In one sense, I have a little sympathy for "Schlosser." Using academic employment as a lever is, I think, a Bad Thing. Academia needs tenure. However, that the capitalist class is using students' complaints to erode tenure is not the fault of the complaining students, but the fault of the capitalist class for joining complaints to hiring and firing, and for moving from a tenure-track faculty model to a non-tenure track adjunct model. The cause, I assert, is firmly in the capitalist class; students' complaints just makes a handy tool for dismantling academic tenure and job security.
I blame academia itself too, as part of the professional-managerial class, for handing over its power to the capitalists. I will post more on this subject soon.
There's another sense, however, where I have zero sympathy for "Schlosser." When anyone increases their power vs. anyone else, we should expect that the newly more powerful will use their power in ways that the the newly less powerful will find uncomfortable, and contrary to their own ethical beliefs. Students, being closer to the proletariat, should have more power over their education. "Schlosser's" fundamental position, that students should have zero power, is absolute bullshit. With regard to the specific complaints, professors should have obligations to respect students' emotional needs. I'm not saying that that professors must unconditionally submit to those needs, but, per Thucydides, there needs to be a negotiation between parties more equal in power.
The need for equal negotiation is especially sharp when we're talking about topics and tools used to violently repress women, people of color, LBGTQ people, [ETA other historically oppressed groups,] and, of course, the proletariat. For example, the objections noted above to the Oxford debate above have merit. Abortion is not just some abstract question of ethics: restricting abortion is about the oppression of women. As mentioned above, I think having any sort of debate about abortion is as offensive to civilized decency as a debate about the chattel slavery of black people. Having two men conduct the debate just adds insult to injury.
Academia is not an institution devoted to abstract, disinterested intellectual inquiry. Academia has, from its medieval origins, ben an institution that establishes legitimacy, using particular kinds of intellectual inquiry as tools. As academics, our work is always connected to legitimacy. The underlying question is not whether some topics are too disturbing to discuss, but how how the discussion legitimizes or delegitimizes certain topics.
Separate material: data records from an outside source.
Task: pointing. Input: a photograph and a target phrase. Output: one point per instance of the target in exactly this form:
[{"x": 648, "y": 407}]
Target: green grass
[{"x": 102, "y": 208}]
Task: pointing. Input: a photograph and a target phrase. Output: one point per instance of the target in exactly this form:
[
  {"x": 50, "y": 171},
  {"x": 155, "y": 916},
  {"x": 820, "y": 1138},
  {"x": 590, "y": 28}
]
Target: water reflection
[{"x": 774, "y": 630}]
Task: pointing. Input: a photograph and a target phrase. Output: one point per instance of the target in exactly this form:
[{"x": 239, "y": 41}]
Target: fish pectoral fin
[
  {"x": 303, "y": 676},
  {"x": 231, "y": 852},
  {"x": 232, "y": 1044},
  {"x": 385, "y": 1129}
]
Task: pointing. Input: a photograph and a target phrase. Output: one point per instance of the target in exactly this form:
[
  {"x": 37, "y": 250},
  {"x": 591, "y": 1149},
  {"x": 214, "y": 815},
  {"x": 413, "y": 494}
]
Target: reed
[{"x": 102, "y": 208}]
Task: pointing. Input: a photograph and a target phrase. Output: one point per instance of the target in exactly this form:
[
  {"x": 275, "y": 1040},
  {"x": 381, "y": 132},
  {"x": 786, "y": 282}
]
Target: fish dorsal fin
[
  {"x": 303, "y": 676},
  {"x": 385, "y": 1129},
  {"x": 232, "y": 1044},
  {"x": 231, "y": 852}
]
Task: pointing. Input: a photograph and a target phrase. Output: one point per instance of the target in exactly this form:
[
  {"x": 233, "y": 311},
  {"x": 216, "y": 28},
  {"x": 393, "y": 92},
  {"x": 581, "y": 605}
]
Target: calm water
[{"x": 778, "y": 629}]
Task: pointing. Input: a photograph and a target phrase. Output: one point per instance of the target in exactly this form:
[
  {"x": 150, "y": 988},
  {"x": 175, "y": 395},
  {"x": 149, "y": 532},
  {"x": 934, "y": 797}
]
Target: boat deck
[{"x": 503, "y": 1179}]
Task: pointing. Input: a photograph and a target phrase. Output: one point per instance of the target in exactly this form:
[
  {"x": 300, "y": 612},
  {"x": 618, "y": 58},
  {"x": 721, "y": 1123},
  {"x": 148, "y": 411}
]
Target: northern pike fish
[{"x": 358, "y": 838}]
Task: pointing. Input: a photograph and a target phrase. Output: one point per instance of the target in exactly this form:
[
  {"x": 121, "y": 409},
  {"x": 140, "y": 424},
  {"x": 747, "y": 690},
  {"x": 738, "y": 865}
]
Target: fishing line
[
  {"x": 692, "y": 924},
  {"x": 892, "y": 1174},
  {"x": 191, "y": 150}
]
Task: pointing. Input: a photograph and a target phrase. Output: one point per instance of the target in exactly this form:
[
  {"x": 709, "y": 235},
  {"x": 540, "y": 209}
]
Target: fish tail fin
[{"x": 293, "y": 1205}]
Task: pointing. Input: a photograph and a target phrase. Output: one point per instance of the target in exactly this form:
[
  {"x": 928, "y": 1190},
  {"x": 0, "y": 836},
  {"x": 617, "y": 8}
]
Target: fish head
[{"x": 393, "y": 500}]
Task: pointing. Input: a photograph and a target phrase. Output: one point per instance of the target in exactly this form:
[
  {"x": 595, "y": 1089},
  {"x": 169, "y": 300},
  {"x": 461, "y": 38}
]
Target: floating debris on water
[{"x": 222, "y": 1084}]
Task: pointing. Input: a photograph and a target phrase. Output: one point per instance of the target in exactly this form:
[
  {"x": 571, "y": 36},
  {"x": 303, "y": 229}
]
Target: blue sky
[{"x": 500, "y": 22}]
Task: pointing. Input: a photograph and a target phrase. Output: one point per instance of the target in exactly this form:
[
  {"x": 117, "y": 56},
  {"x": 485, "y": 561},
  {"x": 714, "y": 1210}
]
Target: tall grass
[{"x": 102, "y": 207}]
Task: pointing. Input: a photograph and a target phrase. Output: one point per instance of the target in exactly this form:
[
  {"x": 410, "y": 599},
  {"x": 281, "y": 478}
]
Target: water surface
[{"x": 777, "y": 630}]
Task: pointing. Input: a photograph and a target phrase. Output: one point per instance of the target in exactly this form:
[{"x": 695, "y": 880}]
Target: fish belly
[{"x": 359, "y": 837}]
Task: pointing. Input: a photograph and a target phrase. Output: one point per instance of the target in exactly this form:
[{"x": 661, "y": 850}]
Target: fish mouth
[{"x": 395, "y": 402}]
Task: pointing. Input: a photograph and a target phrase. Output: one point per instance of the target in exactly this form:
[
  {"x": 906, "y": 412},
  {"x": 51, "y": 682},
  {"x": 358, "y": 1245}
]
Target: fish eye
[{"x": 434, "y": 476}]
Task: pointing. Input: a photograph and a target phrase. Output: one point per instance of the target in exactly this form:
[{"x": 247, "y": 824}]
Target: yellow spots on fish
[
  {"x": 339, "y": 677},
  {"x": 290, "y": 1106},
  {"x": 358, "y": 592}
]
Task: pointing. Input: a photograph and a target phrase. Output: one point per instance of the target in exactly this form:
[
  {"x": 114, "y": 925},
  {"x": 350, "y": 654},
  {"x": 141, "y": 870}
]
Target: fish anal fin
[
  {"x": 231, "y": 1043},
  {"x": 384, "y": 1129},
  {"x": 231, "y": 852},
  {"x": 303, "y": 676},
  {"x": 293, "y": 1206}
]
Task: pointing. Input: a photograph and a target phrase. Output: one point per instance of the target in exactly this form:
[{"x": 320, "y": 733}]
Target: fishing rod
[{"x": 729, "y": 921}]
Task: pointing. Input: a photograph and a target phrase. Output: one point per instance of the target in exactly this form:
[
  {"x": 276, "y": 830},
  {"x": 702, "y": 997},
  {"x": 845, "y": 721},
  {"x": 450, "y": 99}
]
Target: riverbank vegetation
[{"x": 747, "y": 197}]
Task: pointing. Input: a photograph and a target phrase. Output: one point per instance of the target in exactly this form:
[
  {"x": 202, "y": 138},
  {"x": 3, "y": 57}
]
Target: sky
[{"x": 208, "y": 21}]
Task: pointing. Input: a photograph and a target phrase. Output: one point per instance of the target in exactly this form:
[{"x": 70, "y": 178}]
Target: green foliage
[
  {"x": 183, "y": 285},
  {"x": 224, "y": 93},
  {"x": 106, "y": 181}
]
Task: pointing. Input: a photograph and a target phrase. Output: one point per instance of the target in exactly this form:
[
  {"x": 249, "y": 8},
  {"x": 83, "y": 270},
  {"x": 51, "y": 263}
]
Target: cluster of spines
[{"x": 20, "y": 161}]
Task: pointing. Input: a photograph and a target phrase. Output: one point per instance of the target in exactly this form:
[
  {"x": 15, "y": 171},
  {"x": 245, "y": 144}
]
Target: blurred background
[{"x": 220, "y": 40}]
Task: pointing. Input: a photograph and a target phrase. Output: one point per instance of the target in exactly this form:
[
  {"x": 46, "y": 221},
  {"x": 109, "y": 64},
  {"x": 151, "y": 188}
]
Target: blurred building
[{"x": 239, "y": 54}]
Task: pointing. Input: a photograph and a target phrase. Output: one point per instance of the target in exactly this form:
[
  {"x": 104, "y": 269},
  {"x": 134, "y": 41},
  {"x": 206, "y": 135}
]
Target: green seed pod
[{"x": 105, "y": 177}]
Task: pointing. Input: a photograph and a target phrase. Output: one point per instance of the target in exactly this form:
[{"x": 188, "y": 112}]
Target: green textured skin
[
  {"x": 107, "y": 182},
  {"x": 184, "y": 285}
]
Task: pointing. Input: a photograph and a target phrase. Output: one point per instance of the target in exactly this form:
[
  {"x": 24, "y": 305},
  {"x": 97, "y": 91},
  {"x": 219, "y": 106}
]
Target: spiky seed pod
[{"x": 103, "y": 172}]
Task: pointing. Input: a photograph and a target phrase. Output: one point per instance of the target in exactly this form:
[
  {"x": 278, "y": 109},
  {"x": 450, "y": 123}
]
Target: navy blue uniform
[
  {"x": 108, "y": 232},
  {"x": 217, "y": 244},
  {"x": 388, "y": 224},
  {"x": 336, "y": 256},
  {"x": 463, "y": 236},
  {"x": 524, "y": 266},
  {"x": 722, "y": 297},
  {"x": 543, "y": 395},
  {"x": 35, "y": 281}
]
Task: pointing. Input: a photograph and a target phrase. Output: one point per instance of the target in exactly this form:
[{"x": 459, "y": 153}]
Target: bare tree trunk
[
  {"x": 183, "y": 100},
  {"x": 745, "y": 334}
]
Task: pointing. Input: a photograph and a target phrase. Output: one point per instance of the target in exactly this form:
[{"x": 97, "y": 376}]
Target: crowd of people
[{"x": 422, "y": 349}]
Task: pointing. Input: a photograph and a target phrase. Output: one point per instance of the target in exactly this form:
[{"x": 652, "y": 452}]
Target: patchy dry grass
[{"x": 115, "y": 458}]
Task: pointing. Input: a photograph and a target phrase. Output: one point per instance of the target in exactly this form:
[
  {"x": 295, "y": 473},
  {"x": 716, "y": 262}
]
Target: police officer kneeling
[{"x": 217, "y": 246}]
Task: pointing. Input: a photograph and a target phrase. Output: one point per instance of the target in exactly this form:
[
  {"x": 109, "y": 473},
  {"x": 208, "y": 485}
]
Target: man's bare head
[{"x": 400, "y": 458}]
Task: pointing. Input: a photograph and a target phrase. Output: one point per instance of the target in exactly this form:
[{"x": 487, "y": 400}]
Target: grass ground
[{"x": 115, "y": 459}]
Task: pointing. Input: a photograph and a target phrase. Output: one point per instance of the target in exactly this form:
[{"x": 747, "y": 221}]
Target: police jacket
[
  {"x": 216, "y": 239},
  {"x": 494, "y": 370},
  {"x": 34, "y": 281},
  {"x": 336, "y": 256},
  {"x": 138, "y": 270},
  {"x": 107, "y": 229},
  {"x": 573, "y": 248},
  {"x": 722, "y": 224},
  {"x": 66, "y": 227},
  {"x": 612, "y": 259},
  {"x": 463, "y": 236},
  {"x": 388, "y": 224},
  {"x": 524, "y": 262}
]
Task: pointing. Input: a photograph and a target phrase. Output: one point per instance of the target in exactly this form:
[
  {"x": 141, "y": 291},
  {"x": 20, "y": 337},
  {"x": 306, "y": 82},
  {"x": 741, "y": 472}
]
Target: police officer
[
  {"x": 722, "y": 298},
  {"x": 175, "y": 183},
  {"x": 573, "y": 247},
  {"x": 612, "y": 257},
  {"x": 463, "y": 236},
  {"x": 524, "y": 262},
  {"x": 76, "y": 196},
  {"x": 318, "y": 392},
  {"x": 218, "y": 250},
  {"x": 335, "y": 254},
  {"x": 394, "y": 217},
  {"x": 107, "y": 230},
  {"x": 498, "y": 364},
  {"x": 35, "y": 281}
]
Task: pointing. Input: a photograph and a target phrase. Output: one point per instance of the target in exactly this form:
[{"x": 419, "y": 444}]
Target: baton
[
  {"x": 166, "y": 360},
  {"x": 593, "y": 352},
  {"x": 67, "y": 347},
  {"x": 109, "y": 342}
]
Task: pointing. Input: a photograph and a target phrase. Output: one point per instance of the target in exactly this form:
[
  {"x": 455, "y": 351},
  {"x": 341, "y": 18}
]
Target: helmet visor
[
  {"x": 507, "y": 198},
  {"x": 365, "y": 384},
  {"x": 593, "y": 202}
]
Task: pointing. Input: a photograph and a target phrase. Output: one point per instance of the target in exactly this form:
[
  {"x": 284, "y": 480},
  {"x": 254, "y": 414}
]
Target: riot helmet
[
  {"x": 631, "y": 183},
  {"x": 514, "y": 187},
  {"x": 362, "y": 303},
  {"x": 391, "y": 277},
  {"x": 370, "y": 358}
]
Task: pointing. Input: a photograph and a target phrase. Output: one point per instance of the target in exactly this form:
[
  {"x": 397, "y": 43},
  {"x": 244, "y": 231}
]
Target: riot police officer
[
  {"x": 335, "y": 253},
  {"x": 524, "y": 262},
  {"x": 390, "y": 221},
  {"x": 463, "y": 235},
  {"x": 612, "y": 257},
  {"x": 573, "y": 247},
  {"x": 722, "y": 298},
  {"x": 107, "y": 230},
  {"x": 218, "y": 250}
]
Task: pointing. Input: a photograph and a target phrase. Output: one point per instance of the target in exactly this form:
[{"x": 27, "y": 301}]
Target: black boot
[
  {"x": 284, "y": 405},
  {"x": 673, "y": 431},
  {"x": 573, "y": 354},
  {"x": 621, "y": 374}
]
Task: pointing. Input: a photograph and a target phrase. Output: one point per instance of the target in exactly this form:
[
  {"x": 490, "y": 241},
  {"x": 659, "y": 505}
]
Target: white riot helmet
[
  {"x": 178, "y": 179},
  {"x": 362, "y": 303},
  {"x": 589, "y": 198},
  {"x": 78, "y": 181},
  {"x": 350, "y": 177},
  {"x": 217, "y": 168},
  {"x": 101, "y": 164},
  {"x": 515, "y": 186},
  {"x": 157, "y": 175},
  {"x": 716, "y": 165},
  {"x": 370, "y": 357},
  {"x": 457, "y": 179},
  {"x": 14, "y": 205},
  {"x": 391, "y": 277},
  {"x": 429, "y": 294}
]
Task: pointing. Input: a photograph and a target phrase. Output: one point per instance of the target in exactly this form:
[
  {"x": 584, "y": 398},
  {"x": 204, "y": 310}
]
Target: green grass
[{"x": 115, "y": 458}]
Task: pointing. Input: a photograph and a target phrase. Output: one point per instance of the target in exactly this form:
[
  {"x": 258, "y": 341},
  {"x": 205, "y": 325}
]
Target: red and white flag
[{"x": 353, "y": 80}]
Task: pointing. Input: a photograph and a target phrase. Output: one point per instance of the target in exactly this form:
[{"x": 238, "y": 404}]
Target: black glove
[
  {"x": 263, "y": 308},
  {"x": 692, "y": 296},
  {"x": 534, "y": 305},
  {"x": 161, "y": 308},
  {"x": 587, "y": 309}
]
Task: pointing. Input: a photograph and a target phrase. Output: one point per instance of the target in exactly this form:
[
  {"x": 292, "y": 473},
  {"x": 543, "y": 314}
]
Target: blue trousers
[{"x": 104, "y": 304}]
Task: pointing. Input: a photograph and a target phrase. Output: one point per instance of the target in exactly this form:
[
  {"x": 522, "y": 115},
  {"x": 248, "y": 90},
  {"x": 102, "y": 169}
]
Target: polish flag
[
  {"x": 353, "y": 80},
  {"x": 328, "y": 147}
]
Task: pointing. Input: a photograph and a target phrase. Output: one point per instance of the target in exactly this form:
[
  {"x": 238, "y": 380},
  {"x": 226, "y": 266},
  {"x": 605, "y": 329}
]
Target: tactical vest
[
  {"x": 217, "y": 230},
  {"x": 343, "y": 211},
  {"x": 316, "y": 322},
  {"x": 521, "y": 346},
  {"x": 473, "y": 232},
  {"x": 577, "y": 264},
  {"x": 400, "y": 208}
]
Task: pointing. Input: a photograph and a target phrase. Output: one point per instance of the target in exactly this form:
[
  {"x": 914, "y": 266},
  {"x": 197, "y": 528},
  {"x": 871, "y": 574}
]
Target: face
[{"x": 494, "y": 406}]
It is legitimate (in a meta sense) to argue that the way a professor discusses, for example, rape, legitimizes rape as a tool of violent coercion against women. It's not that we cannot discuss Ovid; it is that when we're talking about Ovid's work that includes rape, not just his language but his subject matter demands critical inquiry. To blithely dismiss the subject matter of rape without critical inquiry has not Ovid (immune from our disapproval) but the professor himself legitimizing rape. In much the same sense, we can talk about Huckleberry Finn, but we have to deal critically with the slavery depicted in the book, as well as the language. How we do so legitimizes or delegitimizes not just slavery but modern racism, and it is a valid position to use one's power to ensure that our inquiry delegitimizes racism.
"Schlosser" completely ignores the role of academia in social legitimization. This omission, not just his that he actually has to take students seriously, even when he disagrees with them, is is most serious intellectual sin.